Persian Source Library · Safavid–Qajar era — 16th to 19th century
Hakim Momen Tonekaboni
Muḥammad Muʾmin Tunikābunī (محمد مؤمن تنکابنی)
The work
Tuḥfat al-Muʾminīn — The Gift for the Faithful
تحفة المؤمنین
17th century (completed 1669)
The Safavid court pharmacopoeia — plain-spoken, home-usable, and beloved of Persian family medicine.
Muhammad Momen was court physician to Shah Sulaiman I of Safavid Persia. His Tuḥfat al-Muʾminīn was written for a broader audience than the technical Qanun — physicians, apothecaries, and educated heads of households — and describes over 1,400 simples and hundreds of compound remedies in an accessible Persian style.

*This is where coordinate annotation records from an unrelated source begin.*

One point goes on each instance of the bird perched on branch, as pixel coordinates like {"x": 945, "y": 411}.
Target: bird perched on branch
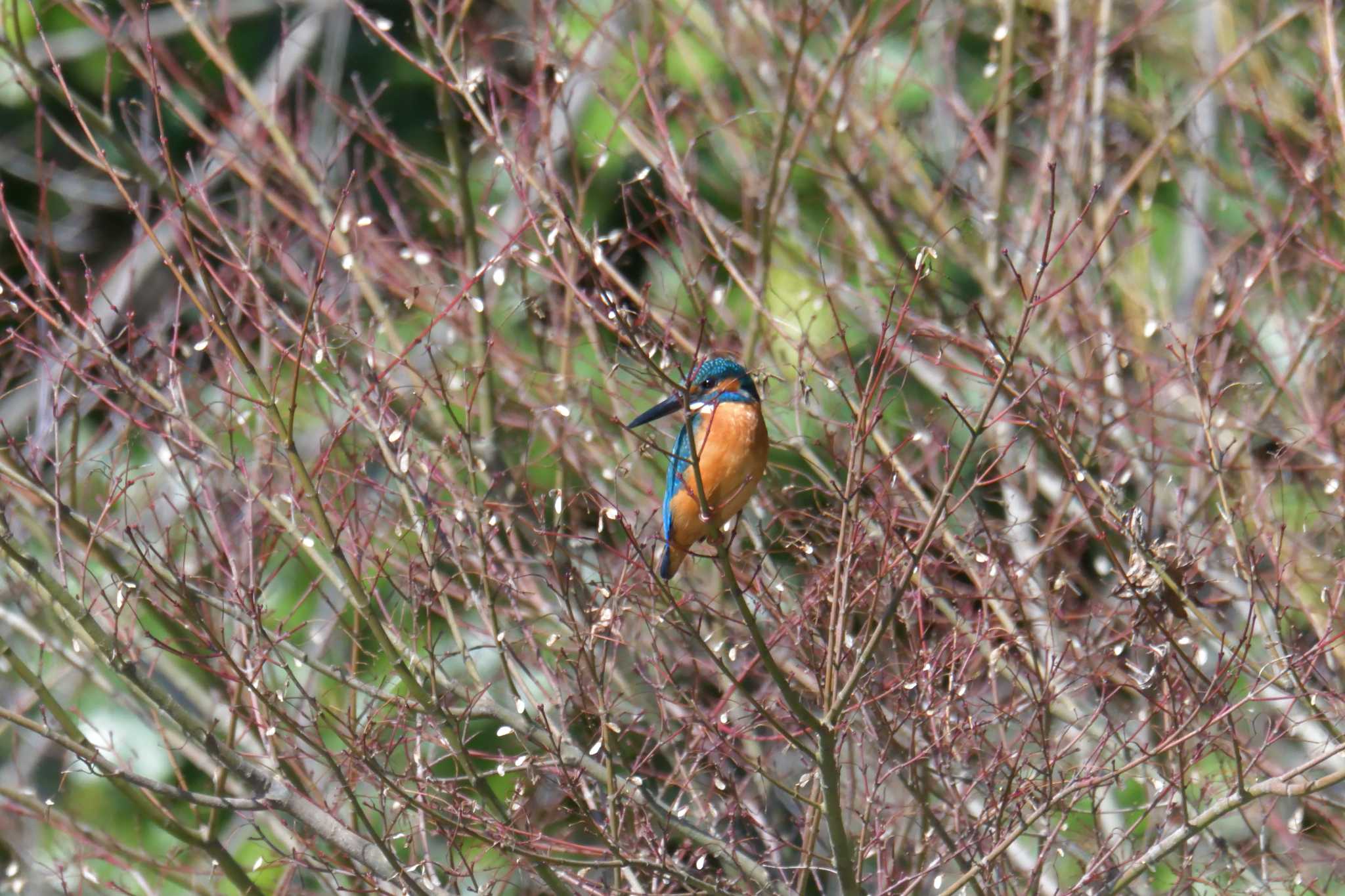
{"x": 731, "y": 449}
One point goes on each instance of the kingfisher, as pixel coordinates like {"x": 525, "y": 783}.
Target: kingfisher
{"x": 731, "y": 450}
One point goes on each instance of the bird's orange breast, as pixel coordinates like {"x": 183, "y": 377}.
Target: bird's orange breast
{"x": 731, "y": 445}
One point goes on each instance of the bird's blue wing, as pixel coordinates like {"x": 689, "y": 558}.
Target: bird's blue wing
{"x": 677, "y": 467}
{"x": 678, "y": 464}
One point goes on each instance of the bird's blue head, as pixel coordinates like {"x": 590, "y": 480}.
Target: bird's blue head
{"x": 717, "y": 379}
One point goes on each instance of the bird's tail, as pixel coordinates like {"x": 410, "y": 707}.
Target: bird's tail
{"x": 673, "y": 558}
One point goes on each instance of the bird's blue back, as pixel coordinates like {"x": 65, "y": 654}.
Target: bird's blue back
{"x": 678, "y": 464}
{"x": 681, "y": 458}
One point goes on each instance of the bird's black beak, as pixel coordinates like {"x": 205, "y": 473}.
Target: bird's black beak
{"x": 662, "y": 409}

The Tuḥfa is especially rich in kitchen-medicine — the sharbats, halvas, morabbās, and warming or cooling stews that traditional Persian households used as everyday health protection.
We turn to Tonekaboni when a guide describes a home preparation — a syrup, a spiced milk, a warming stew — with a long Persian household tradition behind it.
What this text is known for
- The most widely read practical pharmacopoeia of Safavid Iran.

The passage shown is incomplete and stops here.